“I think he’s right under [Jacob] deGrom honestly,” Harris said. “I think he has the same kind of effect toward hitters that deGrom has.”
Harris was just one of the many Braves praising Strider after he helped them claim a 5-2 win over the Phillies on Sunday afternoon at Truist Park. The young hurler notched his sixth double-digit strikeout performance and became the franchise’s first rookie in the Modern Era (since 1900) to record a 200-strikeout season.
“The fastball he has is electric,” Braves outfielder Robbie Grossman said. “Obviously, I’ve never faced him, but I asked [Phillies first baseman Rhys Hoskins] today and he said, ‘Yeah, it’s a really good 98-100 [mph].”
Strider reached 200 strikeouts at exactly 130 innings, quicker than any other pitcher in AL/NL history. Randy Johnson had previously set the record when he needed 130 2/3 innings to notch 200 strikeouts in 2001. Gerrit Cole had ranked second, needing 133 1/3 innings to reach the mark in 2019.
“I've been so impressed with the guy and the work ethic and the consistency and the person and how he goes about his thing, and how he’s handled himself on the mound and how he can slow the game down,” Braves manager Brian Snitker said. “It’s just the whole package. It’s very, very impressive.”
With Strider carrying a no-hit bid into the sixth inning and Grossman tallying a couple of key extra-base hits, the Braves completed a three-game sweep of the Phillies and remained one game behind the first-place Mets in the National League East.
Strider allowed just one run and one hit while notching 10 strikeouts over six innings. The only hit was an Alec Bohm sixth-inning homer that Harris nearly prevented when he scaled the center-field wall and managed to get his glove on the ball.
“They could have just put the greatest catch of the year in the vault had he caught that one,” Snitker said.

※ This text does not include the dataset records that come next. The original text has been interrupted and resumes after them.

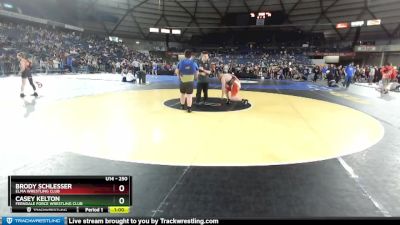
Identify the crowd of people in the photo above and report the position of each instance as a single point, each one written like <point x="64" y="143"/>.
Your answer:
<point x="55" y="50"/>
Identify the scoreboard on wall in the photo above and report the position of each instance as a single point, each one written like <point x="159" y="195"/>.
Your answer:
<point x="70" y="194"/>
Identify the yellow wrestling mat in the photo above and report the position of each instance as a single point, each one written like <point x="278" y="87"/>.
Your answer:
<point x="136" y="126"/>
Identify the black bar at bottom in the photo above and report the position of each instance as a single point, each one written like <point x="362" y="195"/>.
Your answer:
<point x="93" y="209"/>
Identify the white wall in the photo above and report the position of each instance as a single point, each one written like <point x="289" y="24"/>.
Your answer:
<point x="150" y="45"/>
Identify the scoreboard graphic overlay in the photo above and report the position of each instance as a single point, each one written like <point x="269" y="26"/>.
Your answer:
<point x="70" y="194"/>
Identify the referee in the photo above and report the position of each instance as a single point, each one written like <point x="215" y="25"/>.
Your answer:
<point x="203" y="80"/>
<point x="187" y="70"/>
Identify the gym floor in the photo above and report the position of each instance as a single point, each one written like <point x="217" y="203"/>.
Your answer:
<point x="299" y="149"/>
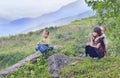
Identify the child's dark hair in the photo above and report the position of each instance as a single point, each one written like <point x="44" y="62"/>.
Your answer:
<point x="97" y="30"/>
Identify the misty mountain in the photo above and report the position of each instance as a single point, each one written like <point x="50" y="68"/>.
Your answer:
<point x="73" y="11"/>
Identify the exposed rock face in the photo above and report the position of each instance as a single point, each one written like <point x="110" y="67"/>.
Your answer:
<point x="32" y="58"/>
<point x="56" y="62"/>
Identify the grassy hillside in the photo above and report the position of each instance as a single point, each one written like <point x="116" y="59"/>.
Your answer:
<point x="73" y="36"/>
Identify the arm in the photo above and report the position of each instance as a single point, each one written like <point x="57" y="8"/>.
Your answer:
<point x="97" y="46"/>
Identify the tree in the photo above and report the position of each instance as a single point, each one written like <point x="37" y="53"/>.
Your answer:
<point x="105" y="9"/>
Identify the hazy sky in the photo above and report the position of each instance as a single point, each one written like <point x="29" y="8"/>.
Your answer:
<point x="14" y="9"/>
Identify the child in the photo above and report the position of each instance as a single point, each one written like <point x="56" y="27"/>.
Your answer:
<point x="45" y="40"/>
<point x="103" y="30"/>
<point x="97" y="47"/>
<point x="44" y="45"/>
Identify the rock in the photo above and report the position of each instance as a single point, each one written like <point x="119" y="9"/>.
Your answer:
<point x="10" y="70"/>
<point x="56" y="62"/>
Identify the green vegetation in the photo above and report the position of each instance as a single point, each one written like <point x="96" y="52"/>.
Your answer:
<point x="73" y="36"/>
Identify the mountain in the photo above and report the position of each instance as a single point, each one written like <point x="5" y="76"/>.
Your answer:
<point x="2" y="21"/>
<point x="64" y="15"/>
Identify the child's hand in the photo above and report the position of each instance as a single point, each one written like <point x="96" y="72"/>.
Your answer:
<point x="97" y="38"/>
<point x="87" y="44"/>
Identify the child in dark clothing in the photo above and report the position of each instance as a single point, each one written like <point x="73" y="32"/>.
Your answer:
<point x="97" y="47"/>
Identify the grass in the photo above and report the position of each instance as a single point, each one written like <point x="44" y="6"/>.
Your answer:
<point x="73" y="36"/>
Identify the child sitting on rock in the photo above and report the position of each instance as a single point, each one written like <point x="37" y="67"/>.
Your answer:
<point x="44" y="45"/>
<point x="96" y="49"/>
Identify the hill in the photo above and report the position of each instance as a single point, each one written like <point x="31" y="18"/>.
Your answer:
<point x="73" y="36"/>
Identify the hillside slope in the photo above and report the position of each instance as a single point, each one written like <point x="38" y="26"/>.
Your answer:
<point x="73" y="36"/>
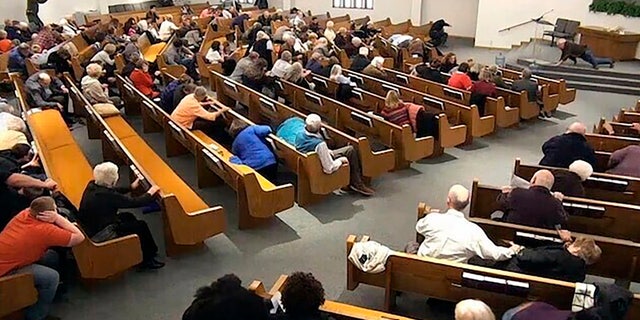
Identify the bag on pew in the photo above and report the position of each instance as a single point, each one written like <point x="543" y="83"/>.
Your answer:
<point x="106" y="109"/>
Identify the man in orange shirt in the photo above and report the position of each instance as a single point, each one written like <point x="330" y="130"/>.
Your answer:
<point x="5" y="44"/>
<point x="24" y="248"/>
<point x="192" y="115"/>
<point x="460" y="79"/>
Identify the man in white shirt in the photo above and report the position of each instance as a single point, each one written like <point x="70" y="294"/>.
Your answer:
<point x="312" y="140"/>
<point x="450" y="236"/>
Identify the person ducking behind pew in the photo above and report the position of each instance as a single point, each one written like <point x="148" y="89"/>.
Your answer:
<point x="450" y="236"/>
<point x="98" y="212"/>
<point x="191" y="114"/>
<point x="535" y="207"/>
<point x="24" y="249"/>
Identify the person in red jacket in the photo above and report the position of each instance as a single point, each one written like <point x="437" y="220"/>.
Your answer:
<point x="143" y="81"/>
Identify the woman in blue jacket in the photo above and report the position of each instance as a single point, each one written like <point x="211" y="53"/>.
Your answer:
<point x="250" y="148"/>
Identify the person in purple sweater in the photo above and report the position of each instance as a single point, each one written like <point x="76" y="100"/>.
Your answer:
<point x="625" y="162"/>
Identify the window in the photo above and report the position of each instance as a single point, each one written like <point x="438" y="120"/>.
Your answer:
<point x="353" y="4"/>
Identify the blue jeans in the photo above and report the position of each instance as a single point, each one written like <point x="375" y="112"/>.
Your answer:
<point x="593" y="60"/>
<point x="46" y="281"/>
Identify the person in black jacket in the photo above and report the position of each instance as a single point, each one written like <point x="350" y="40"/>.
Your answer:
<point x="562" y="150"/>
<point x="566" y="262"/>
<point x="98" y="213"/>
<point x="361" y="60"/>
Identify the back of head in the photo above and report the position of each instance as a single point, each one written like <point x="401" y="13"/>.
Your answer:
<point x="226" y="299"/>
<point x="236" y="127"/>
<point x="589" y="251"/>
<point x="42" y="204"/>
<point x="472" y="309"/>
<point x="313" y="123"/>
<point x="463" y="67"/>
<point x="458" y="197"/>
<point x="577" y="127"/>
<point x="200" y="93"/>
<point x="543" y="178"/>
<point x="302" y="295"/>
<point x="582" y="168"/>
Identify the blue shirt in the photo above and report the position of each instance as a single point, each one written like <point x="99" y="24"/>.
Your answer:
<point x="250" y="148"/>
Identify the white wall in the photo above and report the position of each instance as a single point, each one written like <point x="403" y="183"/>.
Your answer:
<point x="397" y="10"/>
<point x="463" y="21"/>
<point x="497" y="14"/>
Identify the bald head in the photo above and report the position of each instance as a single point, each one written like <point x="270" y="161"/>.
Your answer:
<point x="458" y="197"/>
<point x="472" y="309"/>
<point x="543" y="178"/>
<point x="577" y="127"/>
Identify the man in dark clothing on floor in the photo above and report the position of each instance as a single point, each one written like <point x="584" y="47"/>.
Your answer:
<point x="536" y="206"/>
<point x="571" y="50"/>
<point x="562" y="150"/>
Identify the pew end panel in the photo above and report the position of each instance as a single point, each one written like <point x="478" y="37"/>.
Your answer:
<point x="96" y="260"/>
<point x="190" y="228"/>
<point x="16" y="293"/>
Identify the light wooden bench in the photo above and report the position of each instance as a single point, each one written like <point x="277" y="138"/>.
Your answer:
<point x="452" y="281"/>
<point x="336" y="310"/>
<point x="57" y="149"/>
<point x="619" y="258"/>
<point x="465" y="119"/>
<point x="506" y="115"/>
<point x="188" y="220"/>
<point x="374" y="163"/>
<point x="16" y="293"/>
<point x="559" y="93"/>
<point x="600" y="186"/>
<point x="401" y="139"/>
<point x="258" y="199"/>
<point x="313" y="183"/>
<point x="175" y="70"/>
<point x="608" y="219"/>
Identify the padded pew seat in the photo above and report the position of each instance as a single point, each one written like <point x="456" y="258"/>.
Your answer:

“I’m really mad I got a glove on it and didn’t come down with it,” Harris said.
Quite honestly, it didn’t look like Harris had a chance before the ball actually deflected off his glove. But that didn’t stop Strider from providing this comical response.
“I told [Harris] I would have caught that one easily,” Strider said. “When I’m patrolling the wall during [batting practice], I’ve made some pretty spectacular catches. Mike and these young kids have a long way to go.”
The Braves gave the 21-year-old Harris his MLB debut on May 28 and moved Strider from the bullpen to the rotation on May 30, when they were 23-25 and 8 1/2 games back in the NL East race. They were 2-10 in games started by their fifth or sixth starters before that change was made.
Nearly four months later, the Braves have gone 13-7 in games started by Strider, who has posted a 2.77 ERA in those 20 outings. Not bad for a guy who started 2021 at the Single-A level and entered this year with just 21 professional starts. He also totaled just 10 starts at Clemson before the Braves drafted him in the fourth round of the 2020 MLB Draft.
Still, here is Strider having done something John Smoltz, Tom Glavine and Warren Spahn didn’t do at the start of their respective Hall of Fame careers. The only previous Braves rookies to record 200 strikeouts in a season were Bill Stemmyer (239 in 1886) and Kid Nichols (222 in 1890). Each of those pitchers tossed more than 350 innings.
“I have high expectations for myself, but like I said, I don't think you can pinpoint specific checkpoints to try and achieve,” Strider said. “Striking out 200 guys in a season wasn’t a goal of mine. It was just to keep us in games and to win games.”
Strider entered this season looking like a potential setup man or a future closer. He will exit it with a chance to win this year’s NL Rookie of the Year Award and the capability to compete for multiple Cy Young Awards throughout his promising career.
“It’s an awesome story,” Snitker said.